I have a temperature-normalized coolant source (mixed waters in a reservoir) coming out at a solid 75F, going into my metal refinery, and coming out at 186F, and instantly bursting the outflow pipe.  Is it normal for the refinery to heat up coolant by 110F?

Not sure if anyone's mentioned this, but.. the amount of heat added to the liquid is based on the metal that is refined.  This heat is then applied to the total storage reservoir of a given element.  So if you have mixed elements inside the refinery the heat is going to get applied ... oddly.  I'm guessing that what is happening is that all of the heat for a given tick is being applied to only the next fluid getting ready to exit the pipe.  If you have exactly 50% clean/polluted then instead of applying the heat to the total liquid in the reservoir, the full heat energy is getting applied to only half of the total reservoir capacity.  In other words, its going to seem like the temperature getting applied is doubling.

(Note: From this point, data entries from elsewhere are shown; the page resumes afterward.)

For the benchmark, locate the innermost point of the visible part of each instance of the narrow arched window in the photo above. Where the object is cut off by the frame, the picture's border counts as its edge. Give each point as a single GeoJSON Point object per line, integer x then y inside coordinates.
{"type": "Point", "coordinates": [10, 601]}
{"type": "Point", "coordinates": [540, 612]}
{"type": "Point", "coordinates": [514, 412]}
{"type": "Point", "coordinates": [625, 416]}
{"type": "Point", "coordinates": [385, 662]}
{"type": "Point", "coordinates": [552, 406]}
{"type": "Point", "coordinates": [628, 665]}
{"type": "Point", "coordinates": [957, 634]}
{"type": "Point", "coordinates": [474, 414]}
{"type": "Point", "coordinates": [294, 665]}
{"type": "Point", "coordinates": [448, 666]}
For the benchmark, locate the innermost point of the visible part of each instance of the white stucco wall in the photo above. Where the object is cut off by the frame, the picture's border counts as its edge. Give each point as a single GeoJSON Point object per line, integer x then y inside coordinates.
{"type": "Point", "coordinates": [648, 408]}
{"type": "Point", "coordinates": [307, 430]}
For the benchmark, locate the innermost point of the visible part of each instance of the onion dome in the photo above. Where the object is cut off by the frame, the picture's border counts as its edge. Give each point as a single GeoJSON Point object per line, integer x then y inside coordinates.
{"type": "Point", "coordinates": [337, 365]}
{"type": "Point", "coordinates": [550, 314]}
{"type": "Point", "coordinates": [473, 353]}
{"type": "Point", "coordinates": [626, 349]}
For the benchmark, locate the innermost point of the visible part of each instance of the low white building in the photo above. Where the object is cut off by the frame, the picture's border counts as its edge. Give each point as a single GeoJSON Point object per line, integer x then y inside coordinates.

I could be wrong, but I bet if you send only a single liquid (i.e. clean water OR polluted water, but not both), you'll solve your problem.

On 8/7/2025 at 2:50 AM, gigamoi said:

Yeah, you better drop that foot loving attitude. I personally have nothing against people who are into feet but this is a metric friendly neighborhood. Your kind ain't safe around here.

I love my freedom units!  .. but it does make things a bit more difficult.